Knowlet

CSCDSC152: Lab on Data Structure

This document provides a comprehensive guide to all programming assignments listed in the CSCDSC152 syllabus. It includes the core logic, algorithms, and implementation tips needed for a practical exam or viva.

Course Objectives & Outcomes

Course Objectives

The main objectives of this lab are to:

  • Apply the theoretical concepts of data structures in a practical programming environment.
  • Implement and manipulate various data structures like arrays, lists, stacks, queues, and trees.
  • Enhance programming, debugging, and testing skills related to data structures.
  • Gain practical knowledge of how data structures are used to solve problems.

Course Outcomes

Upon successful completion, students will be able to:

  • Demonstrate a solid understanding of data structures like arrays, linked lists, stacks, queues, trees, and hash tables.
  • Implement these data structures and their associated algorithms in a programming language.
  • Analyze the time and space complexity of these algorithms.

A Note on C++ Templates

Many assignments specify using templates. This allows you to write generic code that works with any data type (e.g., int, float, char).

A template class for a Stack would start like this:

 template <typename T> class Stack { private: T arr[100]; int top; public: void push(T data) { // ... logic } T pop() { // ... logic } // ... other methods }; 

When you create an object, you specify the type:

Stack<int> intStack; (A stack for integers)
Stack<float> floatStack; (A stack for floats)

The same logic applies to template functions for sorting or searching.

Section 1: Searching, Sorting & Matrix Assignments

Assignment 1: Linear & Binary Search (Templates)

Task: Write a template program to search an element from a list, offering users the option of Linear or Binary search.

Logic

  • Template Function: Your search functions should be template functions.
    template <typename T> int linearSearch(T arr[], int size, T key)
  • Linear Search:
    1. Iterate from i = 0 to size - 1.
    2. If arr[i] == key, return i (index found).
    3. If loop finishes, return -1 (not found).
  • Binary Search:
    1. Prerequisite: The array must be sorted.

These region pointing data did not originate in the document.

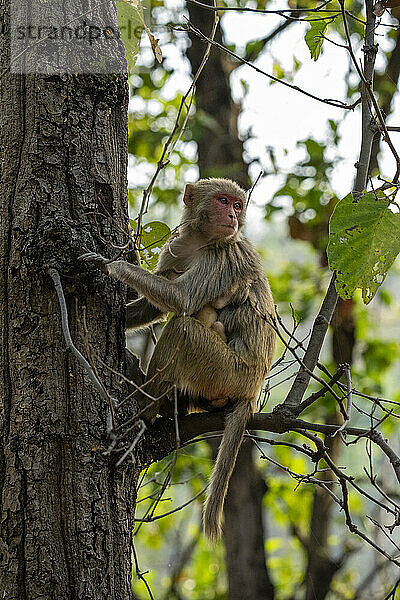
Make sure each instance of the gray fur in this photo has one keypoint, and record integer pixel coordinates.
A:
(194, 272)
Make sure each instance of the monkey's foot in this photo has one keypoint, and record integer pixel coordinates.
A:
(96, 259)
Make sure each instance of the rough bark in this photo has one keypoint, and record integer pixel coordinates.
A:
(244, 533)
(65, 524)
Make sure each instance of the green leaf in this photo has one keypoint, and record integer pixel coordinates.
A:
(364, 240)
(130, 23)
(152, 239)
(314, 37)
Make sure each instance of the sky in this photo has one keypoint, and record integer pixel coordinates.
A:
(277, 116)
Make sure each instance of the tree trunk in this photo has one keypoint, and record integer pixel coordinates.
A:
(66, 512)
(220, 154)
(244, 533)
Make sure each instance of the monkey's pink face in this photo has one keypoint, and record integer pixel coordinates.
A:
(225, 214)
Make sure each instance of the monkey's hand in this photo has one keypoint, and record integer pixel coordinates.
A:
(97, 260)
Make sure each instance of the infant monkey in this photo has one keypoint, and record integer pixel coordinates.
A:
(219, 343)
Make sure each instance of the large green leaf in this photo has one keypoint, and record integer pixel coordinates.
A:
(314, 37)
(364, 240)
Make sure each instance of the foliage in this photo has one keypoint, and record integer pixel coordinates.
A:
(308, 191)
(151, 239)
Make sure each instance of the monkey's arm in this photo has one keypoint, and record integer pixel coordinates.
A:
(182, 295)
(166, 295)
(141, 312)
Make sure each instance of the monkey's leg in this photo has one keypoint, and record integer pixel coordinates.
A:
(195, 359)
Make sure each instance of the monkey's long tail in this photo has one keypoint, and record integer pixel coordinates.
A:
(235, 427)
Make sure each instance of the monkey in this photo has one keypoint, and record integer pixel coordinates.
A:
(218, 346)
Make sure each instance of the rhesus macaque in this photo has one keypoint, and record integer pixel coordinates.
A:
(218, 346)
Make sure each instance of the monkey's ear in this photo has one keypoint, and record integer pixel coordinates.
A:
(189, 193)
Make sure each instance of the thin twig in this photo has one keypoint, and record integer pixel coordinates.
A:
(71, 346)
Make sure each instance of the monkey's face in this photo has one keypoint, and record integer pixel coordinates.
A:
(225, 215)
(215, 207)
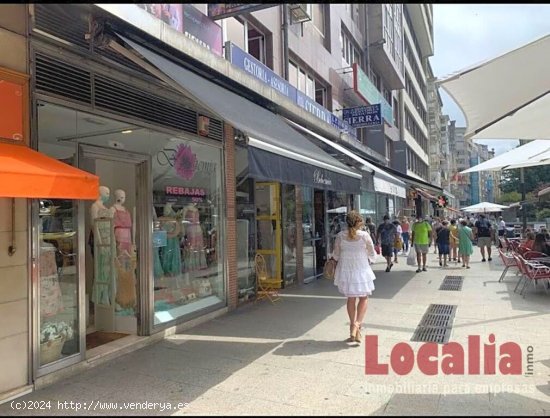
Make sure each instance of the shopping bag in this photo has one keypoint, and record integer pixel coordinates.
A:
(411, 258)
(329, 269)
(398, 244)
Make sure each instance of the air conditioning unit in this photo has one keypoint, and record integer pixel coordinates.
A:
(299, 13)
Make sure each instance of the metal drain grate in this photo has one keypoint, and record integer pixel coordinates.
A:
(452, 283)
(436, 324)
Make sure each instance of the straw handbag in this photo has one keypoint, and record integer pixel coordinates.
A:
(329, 269)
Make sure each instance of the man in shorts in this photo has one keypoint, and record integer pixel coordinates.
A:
(421, 234)
(483, 232)
(386, 235)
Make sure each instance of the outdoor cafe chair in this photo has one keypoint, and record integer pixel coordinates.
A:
(531, 272)
(508, 260)
(265, 287)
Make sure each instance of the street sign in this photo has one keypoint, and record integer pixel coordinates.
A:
(360, 116)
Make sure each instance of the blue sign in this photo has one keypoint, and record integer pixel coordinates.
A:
(361, 116)
(263, 73)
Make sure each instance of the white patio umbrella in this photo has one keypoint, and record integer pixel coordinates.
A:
(484, 207)
(531, 154)
(507, 97)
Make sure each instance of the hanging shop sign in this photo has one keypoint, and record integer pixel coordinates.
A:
(361, 116)
(442, 201)
(369, 93)
(257, 69)
(187, 19)
(223, 10)
(185, 191)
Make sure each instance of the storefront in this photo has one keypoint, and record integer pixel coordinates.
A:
(147, 253)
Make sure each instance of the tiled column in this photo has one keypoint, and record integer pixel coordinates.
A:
(230, 242)
(299, 237)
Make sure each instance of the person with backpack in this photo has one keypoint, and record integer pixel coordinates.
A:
(442, 240)
(421, 233)
(386, 234)
(483, 233)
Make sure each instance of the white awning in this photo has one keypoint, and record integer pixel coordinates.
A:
(531, 154)
(507, 97)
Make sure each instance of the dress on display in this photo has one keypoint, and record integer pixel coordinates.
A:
(354, 276)
(50, 291)
(123, 230)
(195, 254)
(104, 250)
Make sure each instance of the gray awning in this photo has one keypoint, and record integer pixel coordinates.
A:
(267, 132)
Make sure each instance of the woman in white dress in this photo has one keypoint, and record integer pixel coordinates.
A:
(354, 251)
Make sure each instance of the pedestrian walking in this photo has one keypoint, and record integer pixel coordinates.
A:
(421, 233)
(443, 235)
(501, 226)
(371, 228)
(453, 240)
(398, 244)
(483, 234)
(406, 228)
(465, 247)
(435, 225)
(386, 235)
(354, 252)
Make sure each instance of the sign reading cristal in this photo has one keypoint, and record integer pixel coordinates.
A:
(362, 115)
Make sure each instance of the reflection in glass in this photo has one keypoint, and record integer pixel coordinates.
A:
(310, 233)
(187, 185)
(58, 280)
(338, 207)
(289, 233)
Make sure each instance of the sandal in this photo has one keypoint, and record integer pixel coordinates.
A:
(358, 334)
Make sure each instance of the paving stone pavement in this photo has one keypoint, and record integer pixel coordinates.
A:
(291, 358)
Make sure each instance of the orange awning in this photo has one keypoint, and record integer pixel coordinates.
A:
(30, 174)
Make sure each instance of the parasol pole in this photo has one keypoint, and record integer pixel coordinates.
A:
(522, 188)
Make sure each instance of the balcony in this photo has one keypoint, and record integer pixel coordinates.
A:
(421, 27)
(381, 57)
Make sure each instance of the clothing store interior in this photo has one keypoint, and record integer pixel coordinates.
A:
(185, 260)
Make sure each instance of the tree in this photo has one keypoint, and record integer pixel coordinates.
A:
(509, 197)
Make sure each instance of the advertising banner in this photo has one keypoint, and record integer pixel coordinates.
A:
(223, 10)
(190, 21)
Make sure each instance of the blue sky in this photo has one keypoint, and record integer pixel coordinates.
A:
(466, 34)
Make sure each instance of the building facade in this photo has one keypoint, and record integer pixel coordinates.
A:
(209, 142)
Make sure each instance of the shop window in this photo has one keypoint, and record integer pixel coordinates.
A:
(246, 226)
(187, 184)
(293, 74)
(256, 43)
(310, 87)
(320, 94)
(289, 233)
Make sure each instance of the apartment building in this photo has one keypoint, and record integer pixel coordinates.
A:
(418, 46)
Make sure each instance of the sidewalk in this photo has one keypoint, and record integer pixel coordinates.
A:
(291, 358)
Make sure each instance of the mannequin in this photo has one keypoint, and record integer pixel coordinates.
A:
(171, 255)
(125, 263)
(195, 252)
(98, 209)
(102, 248)
(122, 222)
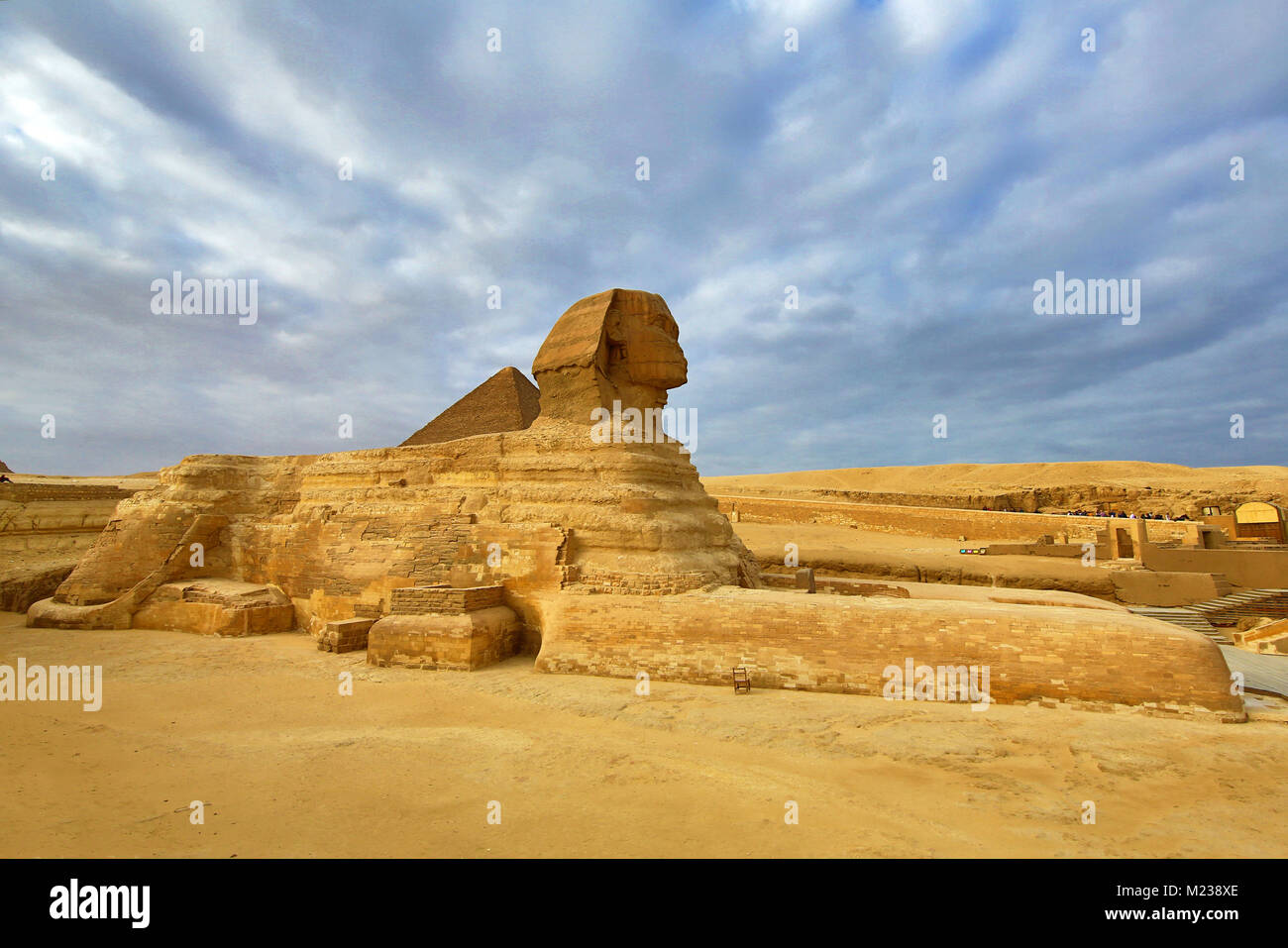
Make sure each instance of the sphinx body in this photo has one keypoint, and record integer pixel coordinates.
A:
(610, 556)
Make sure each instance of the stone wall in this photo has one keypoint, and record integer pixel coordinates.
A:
(1245, 569)
(935, 522)
(643, 583)
(416, 600)
(446, 643)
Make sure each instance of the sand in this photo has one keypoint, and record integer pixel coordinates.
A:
(583, 767)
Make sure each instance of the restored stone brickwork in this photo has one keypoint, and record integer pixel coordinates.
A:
(935, 522)
(446, 643)
(417, 600)
(552, 511)
(643, 583)
(346, 635)
(842, 644)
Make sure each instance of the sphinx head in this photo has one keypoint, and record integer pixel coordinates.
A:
(618, 344)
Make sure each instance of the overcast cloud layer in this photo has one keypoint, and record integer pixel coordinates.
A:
(768, 167)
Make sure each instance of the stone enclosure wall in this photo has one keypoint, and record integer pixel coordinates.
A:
(415, 600)
(935, 522)
(844, 644)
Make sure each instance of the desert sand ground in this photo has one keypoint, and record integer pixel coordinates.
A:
(1131, 485)
(583, 767)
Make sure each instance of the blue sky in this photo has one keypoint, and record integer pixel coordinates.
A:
(768, 168)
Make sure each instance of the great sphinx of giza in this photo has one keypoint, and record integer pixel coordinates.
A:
(606, 558)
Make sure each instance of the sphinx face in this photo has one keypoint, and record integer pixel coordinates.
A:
(645, 343)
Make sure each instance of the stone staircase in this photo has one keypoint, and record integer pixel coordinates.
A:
(1227, 609)
(1184, 617)
(1249, 603)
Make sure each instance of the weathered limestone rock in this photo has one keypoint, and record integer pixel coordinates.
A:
(217, 607)
(449, 643)
(613, 553)
(21, 586)
(346, 635)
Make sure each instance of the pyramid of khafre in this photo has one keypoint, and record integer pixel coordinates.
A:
(506, 402)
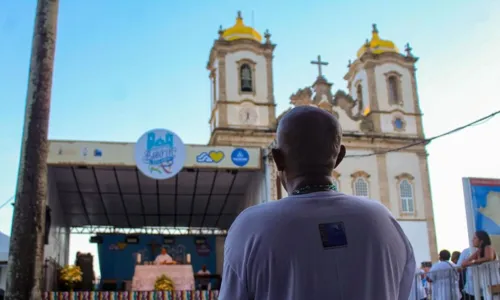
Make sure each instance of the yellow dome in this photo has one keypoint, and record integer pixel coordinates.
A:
(240, 31)
(377, 45)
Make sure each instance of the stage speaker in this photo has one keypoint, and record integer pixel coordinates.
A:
(132, 239)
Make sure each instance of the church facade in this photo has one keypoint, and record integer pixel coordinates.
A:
(379, 113)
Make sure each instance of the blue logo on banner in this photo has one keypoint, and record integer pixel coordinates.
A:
(240, 157)
(333, 235)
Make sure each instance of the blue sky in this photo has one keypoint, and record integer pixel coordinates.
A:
(123, 67)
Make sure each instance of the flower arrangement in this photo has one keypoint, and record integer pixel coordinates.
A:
(71, 274)
(164, 283)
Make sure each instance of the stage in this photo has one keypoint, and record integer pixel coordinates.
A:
(96, 188)
(154, 295)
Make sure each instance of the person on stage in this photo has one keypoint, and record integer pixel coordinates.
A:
(317, 243)
(204, 282)
(163, 258)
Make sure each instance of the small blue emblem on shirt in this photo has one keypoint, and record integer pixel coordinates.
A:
(333, 235)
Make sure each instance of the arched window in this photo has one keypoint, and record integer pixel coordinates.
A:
(393, 89)
(359, 97)
(246, 80)
(336, 183)
(361, 187)
(406, 196)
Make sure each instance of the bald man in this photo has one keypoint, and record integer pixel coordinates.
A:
(317, 243)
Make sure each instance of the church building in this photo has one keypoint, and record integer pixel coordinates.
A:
(380, 115)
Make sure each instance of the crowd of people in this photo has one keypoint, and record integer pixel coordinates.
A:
(453, 276)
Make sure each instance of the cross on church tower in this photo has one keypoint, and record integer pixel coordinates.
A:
(319, 63)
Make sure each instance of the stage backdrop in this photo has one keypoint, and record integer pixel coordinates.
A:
(117, 258)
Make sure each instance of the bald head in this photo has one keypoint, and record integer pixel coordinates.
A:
(308, 142)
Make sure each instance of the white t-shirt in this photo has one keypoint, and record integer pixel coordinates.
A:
(163, 259)
(324, 245)
(417, 288)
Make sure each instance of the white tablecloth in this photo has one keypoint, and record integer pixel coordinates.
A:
(145, 276)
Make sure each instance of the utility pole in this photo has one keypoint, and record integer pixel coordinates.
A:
(24, 275)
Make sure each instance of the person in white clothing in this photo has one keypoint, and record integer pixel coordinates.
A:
(317, 243)
(444, 278)
(485, 256)
(417, 289)
(163, 258)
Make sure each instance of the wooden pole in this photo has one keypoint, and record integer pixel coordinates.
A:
(26, 257)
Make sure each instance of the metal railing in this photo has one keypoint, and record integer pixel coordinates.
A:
(455, 283)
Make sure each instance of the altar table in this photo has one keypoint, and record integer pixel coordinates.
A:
(145, 276)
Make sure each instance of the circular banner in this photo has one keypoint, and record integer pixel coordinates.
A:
(160, 154)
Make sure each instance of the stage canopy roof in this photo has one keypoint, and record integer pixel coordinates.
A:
(96, 193)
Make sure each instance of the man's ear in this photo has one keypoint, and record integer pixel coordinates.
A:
(340, 156)
(278, 158)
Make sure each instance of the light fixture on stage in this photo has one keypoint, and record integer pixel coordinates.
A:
(132, 239)
(168, 240)
(96, 239)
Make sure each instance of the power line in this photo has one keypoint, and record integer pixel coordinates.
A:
(425, 141)
(6, 202)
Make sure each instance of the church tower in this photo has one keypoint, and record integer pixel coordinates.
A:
(382, 81)
(242, 96)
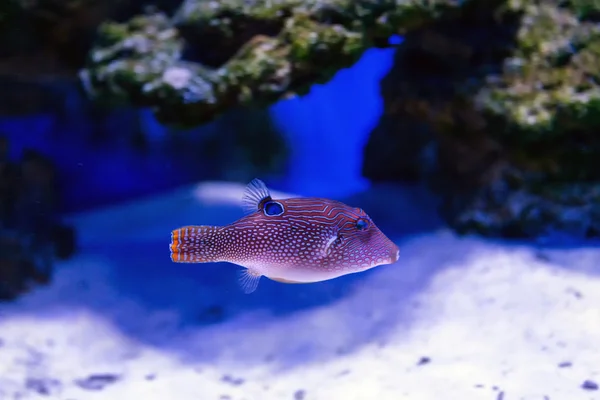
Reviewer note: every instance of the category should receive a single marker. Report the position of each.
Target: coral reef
(493, 102)
(44, 43)
(498, 108)
(211, 56)
(30, 235)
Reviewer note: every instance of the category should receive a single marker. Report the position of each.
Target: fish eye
(362, 224)
(273, 208)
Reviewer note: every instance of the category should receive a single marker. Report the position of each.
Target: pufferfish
(296, 240)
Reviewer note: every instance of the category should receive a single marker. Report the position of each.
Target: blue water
(324, 147)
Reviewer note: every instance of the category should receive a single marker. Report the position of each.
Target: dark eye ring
(273, 208)
(362, 224)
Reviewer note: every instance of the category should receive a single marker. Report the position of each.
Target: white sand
(495, 320)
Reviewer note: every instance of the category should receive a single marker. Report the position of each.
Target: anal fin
(248, 280)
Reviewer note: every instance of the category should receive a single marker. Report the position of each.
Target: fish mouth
(395, 256)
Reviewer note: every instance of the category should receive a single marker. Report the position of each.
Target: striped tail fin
(195, 244)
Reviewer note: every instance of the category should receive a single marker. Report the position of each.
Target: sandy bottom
(454, 318)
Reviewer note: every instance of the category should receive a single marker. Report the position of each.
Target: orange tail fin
(195, 244)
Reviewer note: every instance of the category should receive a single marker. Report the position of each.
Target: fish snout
(394, 254)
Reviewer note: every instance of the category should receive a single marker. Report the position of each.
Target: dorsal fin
(255, 194)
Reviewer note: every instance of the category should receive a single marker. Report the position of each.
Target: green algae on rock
(214, 55)
(509, 97)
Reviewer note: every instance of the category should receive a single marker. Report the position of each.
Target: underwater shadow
(198, 313)
(123, 274)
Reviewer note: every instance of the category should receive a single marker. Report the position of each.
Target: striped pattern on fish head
(308, 239)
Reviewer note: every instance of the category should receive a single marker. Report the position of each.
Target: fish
(293, 240)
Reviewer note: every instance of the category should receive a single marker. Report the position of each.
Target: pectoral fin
(282, 280)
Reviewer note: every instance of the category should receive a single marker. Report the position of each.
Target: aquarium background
(496, 212)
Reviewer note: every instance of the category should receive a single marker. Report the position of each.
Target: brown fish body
(297, 240)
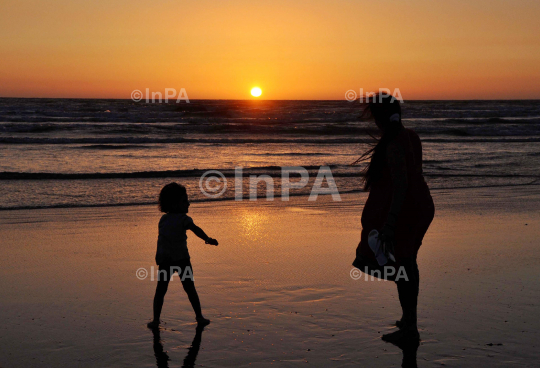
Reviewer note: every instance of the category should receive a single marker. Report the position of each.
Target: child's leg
(161, 290)
(189, 288)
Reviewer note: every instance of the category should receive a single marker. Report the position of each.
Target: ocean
(91, 152)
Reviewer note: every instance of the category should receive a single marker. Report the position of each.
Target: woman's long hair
(380, 108)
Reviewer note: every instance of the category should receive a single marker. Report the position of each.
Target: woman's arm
(395, 155)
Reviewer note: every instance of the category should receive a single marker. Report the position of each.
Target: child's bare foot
(201, 321)
(405, 334)
(153, 325)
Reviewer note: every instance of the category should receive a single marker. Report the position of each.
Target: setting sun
(256, 91)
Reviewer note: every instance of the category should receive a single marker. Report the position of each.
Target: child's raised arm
(201, 234)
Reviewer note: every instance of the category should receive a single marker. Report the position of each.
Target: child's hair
(171, 196)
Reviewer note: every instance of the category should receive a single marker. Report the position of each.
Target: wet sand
(278, 288)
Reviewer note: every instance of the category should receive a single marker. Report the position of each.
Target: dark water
(69, 153)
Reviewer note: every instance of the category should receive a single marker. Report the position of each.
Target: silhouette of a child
(172, 253)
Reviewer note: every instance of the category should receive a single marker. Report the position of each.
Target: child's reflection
(162, 358)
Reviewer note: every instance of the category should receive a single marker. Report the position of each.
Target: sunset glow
(256, 92)
(301, 50)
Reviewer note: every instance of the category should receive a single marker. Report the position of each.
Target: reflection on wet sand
(162, 358)
(409, 349)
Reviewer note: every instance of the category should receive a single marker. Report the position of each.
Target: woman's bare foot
(201, 321)
(153, 325)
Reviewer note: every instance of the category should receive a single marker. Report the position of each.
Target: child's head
(173, 199)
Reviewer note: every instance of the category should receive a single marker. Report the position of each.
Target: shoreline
(277, 288)
(262, 198)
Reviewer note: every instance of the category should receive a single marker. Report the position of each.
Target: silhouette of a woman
(399, 206)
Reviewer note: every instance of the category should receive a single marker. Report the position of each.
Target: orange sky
(292, 49)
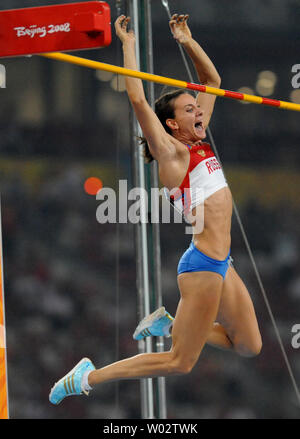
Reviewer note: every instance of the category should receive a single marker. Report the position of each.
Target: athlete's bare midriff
(214, 238)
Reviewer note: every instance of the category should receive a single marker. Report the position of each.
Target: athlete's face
(188, 121)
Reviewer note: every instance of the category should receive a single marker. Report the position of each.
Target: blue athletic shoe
(70, 384)
(157, 324)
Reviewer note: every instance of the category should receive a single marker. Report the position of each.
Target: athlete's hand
(121, 29)
(179, 28)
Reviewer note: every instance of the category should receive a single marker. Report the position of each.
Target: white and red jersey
(204, 177)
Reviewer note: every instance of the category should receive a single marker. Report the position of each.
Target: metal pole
(141, 235)
(155, 241)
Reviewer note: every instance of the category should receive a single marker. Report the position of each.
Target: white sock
(84, 381)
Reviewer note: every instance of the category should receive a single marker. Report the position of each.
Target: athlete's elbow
(137, 100)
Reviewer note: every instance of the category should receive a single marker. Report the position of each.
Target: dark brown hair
(164, 109)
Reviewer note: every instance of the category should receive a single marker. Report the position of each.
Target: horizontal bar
(171, 82)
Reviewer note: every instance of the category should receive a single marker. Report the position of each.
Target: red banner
(56, 28)
(3, 371)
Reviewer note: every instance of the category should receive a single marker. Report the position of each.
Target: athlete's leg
(195, 316)
(237, 316)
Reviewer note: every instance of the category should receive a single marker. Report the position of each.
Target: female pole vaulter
(215, 306)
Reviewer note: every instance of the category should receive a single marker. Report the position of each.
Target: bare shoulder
(170, 149)
(172, 165)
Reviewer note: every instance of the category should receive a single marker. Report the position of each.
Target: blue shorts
(194, 260)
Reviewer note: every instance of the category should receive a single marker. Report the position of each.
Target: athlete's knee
(249, 349)
(180, 365)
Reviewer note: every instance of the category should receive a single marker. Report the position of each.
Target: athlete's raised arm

You should sort it first (using a sort from Assignment 2).
    2. Set low = 0, high = size - 1.
    3. While low <= high:
      • mid = low + (high - low) / 2.
      • If arr[mid] == key, return mid.
      • If arr[mid] < key, set low = mid + 1.
      • If arr[mid] > key, set high = mid - 1.
    4. If loop finishes, return -1.

Assignment 2: Insertion, Bubble & Selection Sort (Templates)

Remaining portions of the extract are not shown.